Waikiki beach boys: sharing aloha with visitors and tourists | Photo: Light/Creative Commons

The legendary Waikiki beach boys are being taken over by Dive Oahu, the company that won two surf concession stands in Honolulu, Hawaii.

The decision to move the iconic surf instructors away from the beach could put an end to a 100-year tradition that gave birth to surfing as a sport and pastime.

Dive Oahu is taking over two surf concession stands - Star Beachboys and Hawaiian Oceans - and will introduce uniforms and electronic filing systems in the business activity.

The new contractor says that those conditions are part of the contract that the city drew up, but the beach boys are not happy with the decision, and some say they will not work in the new concession.

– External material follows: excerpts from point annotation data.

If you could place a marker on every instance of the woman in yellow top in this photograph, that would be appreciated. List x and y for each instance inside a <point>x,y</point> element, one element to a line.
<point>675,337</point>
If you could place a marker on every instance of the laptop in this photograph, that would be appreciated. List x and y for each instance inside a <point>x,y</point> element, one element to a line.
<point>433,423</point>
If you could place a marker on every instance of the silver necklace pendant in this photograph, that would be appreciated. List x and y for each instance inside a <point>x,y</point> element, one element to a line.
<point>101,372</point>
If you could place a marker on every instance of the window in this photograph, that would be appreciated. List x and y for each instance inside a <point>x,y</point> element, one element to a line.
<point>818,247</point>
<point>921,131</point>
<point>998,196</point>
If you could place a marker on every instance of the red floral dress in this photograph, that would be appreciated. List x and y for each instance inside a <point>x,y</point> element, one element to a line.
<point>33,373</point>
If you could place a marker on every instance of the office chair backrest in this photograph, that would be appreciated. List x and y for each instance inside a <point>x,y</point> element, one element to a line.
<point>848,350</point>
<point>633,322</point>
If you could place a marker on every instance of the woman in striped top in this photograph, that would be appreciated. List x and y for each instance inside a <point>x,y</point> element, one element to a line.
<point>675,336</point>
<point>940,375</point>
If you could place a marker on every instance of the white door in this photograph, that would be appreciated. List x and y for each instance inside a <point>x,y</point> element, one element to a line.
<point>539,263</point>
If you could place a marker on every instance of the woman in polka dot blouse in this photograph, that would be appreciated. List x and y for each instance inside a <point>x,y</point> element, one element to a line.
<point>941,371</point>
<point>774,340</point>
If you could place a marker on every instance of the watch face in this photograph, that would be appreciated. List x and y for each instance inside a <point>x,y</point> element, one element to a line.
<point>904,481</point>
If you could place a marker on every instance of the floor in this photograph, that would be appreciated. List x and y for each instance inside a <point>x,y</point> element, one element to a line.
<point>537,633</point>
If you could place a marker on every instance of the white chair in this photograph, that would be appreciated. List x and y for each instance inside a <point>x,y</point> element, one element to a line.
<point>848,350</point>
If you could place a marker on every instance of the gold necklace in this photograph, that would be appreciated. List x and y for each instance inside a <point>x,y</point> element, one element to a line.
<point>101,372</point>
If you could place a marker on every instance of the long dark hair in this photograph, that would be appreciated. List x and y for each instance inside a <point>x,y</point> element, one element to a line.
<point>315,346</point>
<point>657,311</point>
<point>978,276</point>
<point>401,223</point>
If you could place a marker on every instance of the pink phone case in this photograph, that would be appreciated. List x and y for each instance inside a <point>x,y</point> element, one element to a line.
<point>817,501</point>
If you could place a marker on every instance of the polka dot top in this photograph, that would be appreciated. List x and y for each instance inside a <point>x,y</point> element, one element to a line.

"Whether we stay or we have to go, I'm here to support the beach boys. I'm one of them myself. A big concern that we have is what's going to happen with them because they will refuse to work for the new company," said Aaron Rutledge, owner of Star Beachboys.

Tourists, Beach Boys and Surfing

Duke Kahanamoku was one of the first Waikiki beach boys. Back in the early 1900s, he pioneered the practice of taking tourists into the surf to experience wave riding.

The growth of tourism in Hawaii is profoundly connected with the introduction of surfing to foreigners. But the Waikiki beach boys did much more than merely giving surf lessons and renting surfboards.

As full-time lifeguards, they saved hundreds of lives and shared the Hawaiian sailing tradition with the visitors, for example, by taking tourists on outrigger canoe rides and tours.

"The wages these guys are proposing to pay is equivalent to 1960 working in the Dole Plantation," adds Thomas Copp, a legendary member of the Palekaiko Beach Boys Club.

Da Hui have already shown their solidarity with the Waikiki beach boys. They feel insulted by Dive Oahu and the local authorities.

"We will fight to save their beach stands and our Hawaiian culture of teaching surf lessons and sharing aloha. Surfing started here, and now one haole come in with zero experience," the surf group stated.

"All kanakas stand for what our kupuna have done. We need to teach our keikis our surfing culture. Ku'i Kalo and hula are not lost."